An Observational Study of Carbaglu® for the Treatment of MMA and PA in Adults and Pediatrics

Propionic Acidemia Clinical Trial

Official title:

A Non-Interventional Post-Authorization Safety Study (PASS) of Carbaglu® for the Treatment of Hyperammonemia Due to Methylmalonic Acidemia (MMA) and Propionic Acidemia (PA) in Adult and Pediatric Patient Populations

Clinical Trial Details — Status: Recruiting

Administrative data

• NCT number: NCT05040178
• Other study ID #: CARBAGLU-RRDUS-PASS-0573
• Status: Recruiting
• Start date: June 30, 2022
• Est. completion date: June 30, 2032

Study information

• Verified date: January 2024
• Source: Recordati Rare Diseases
• Contact: Anne Marie Cesario
• Phone: 908-849-4907
• Email: cesario.a[@]recordati.com
• Is FDA regulated: No
• Study type: Observational

Clinical Trial Summary

To obtain short-term and long-term clinical safety information, in pediatric and adult patients with PA and MMA treated with Carbaglu®.

Description:

This study is being conducted to obtain short-term and long-term clinical safety information from adult and pediatric patients treated for hyperammonemia due to Methylmalonic Acidemia (MMA) and Propionic Acidemia (PA). This is an observational/non-interventional study. Patients will be treated per the prescribing information and routine medical practice. Only available data will be collected as part of the study including developmental outcomes, details of treatment with Carbaglu® and other treatments for hyperammonemia including dietary and protein management, plasma ammonia levels, pregnancy and maternal complications, adverse effects on the developing fetus and neonate, adverse effects on the infant through first year of life.

Other known NCT identifiers

• NCT05842837

Recruitment information / eligibility

• Status: Recruiting
• Enrollment: 20
• Est. completion date: June 30, 2032
• Est. primary completion date: June 30, 2032
• Accepts healthy volunteers: No
• Gender: All
• Age group: N/A and older

Eligibility

Inclusion Criteria:

1. Provision of signed and dated informed consent/assent form

2. Prescribed and treated with Carbaglu®

3. Have an established diagnosis of PA or MMA defined as follows:

• Diagnosed with PA by semi quantitative urine organic acid analysis, defined as presence of elevated methylcitric acid and normal methylmalonic acid levels and no evidence of biotin related disorders in the organic acid analysis; OR
• Diagnosed with MMA by semi quantitative urine organic acid analysis, defined as elevation of methylmalonic acid and no evidence of vitamin B12 dependent disorder on plasma amino acid analysis (vitamin B12 dependency is defined by documented vitamin B12 responsiveness). AND/OR
• Confirmation by molecular genetic testing

Exclusion Criteria:

• None

Related Conditions & MeSH terms

• Acidosis
• Amino Acid Metabolism, Inborn Errors
• Hyperammonemia
• Methylmalonic Acidemia
• Propionic Acidemia

Intervention

Drug:
• Carglumic Acid
Current or previous treatment with Carbaglu, the dose of Carbaglu® prescribed will be determined by the investigator for each individual patient.

Locations

Country	Name	City	State
United States	Ann & Robert H. Lurie Children's Hospital of Chicago	Chicago	Illinois
United States	Riley Children's Hospital	Indianapolis	Indiana
United States	Icahn School of Medicine at Mt. Sinai	New York	New York
United States	University of South Florida	Tampa	Florida
United States	Children's National Hospital	Washington	District of Columbia

Sponsors (2)

Lead Sponsor	Collaborator
Recordati Rare Diseases	Target PharmaSolutions, Inc.

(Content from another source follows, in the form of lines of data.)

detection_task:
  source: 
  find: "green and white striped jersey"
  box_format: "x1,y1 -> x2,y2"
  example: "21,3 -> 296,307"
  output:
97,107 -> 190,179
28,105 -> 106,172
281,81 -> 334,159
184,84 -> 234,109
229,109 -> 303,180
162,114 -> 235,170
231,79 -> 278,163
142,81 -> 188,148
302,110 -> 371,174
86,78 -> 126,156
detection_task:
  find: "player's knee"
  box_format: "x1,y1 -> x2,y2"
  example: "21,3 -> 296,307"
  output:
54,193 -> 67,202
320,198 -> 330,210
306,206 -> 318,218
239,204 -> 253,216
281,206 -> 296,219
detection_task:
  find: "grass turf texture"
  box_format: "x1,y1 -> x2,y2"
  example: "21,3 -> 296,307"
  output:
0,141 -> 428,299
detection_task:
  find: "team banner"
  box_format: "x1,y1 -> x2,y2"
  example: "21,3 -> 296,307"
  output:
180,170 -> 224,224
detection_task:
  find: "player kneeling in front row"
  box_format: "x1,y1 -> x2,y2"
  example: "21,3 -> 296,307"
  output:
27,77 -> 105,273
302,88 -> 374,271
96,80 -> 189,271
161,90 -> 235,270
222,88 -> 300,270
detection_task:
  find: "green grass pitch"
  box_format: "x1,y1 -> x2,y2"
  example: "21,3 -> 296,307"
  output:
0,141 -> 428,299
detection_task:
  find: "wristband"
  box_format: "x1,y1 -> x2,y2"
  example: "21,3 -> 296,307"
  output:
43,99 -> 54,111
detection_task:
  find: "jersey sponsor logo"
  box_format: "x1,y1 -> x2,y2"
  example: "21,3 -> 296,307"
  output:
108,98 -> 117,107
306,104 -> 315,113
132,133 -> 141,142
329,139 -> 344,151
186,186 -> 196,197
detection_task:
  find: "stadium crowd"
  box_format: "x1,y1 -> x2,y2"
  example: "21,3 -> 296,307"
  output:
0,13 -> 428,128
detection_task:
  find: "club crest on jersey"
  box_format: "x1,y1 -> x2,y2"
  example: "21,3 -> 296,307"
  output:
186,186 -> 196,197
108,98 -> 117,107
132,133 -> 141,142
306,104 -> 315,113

Country where clinical trial is conducted

United States, 

Outcome

Type	Measure	Description	Time frame	Safety issue
Primary	Effects of Carbaglu® on plasma ammonia levels	Multiple plasma ammonia levels will be collected only during treatment with Carbaglu® according to prescribing information and routine medical practice in terms of visit frequency.	Patients treated with Carbaglu® will be managed chronically (out-patient) or acutely (hospital in-patient). In both cases, data will be collected for approximately 1 year following discontinuation of Carbaglu treatment.
Primary	Adverse Event frequency and severity	Any Carbaglu® related adverse events will be be collected and reported	Patients treated with Carbaglu® will be managed chronically (out-patient) or acutely (hospital in-patient). In both cases, data will be collected for approximately 1 year following discontinuation of Carbaglu treatment.
Secondary	Fetal Outcomes and Pregnancy Outcomes	Pregnancy risks including maternal complications, adverse effects on the developing fetus and neonate, and adverse effects on the infant (through the first year of life).	Collection of pregnancy information for patients who becomes pregnant while participating in the trial or at time of enrollment. Pregnancy reports and reports involving neonates and infants up to 1 year of age must be reported to RRD Pharmacovigilance.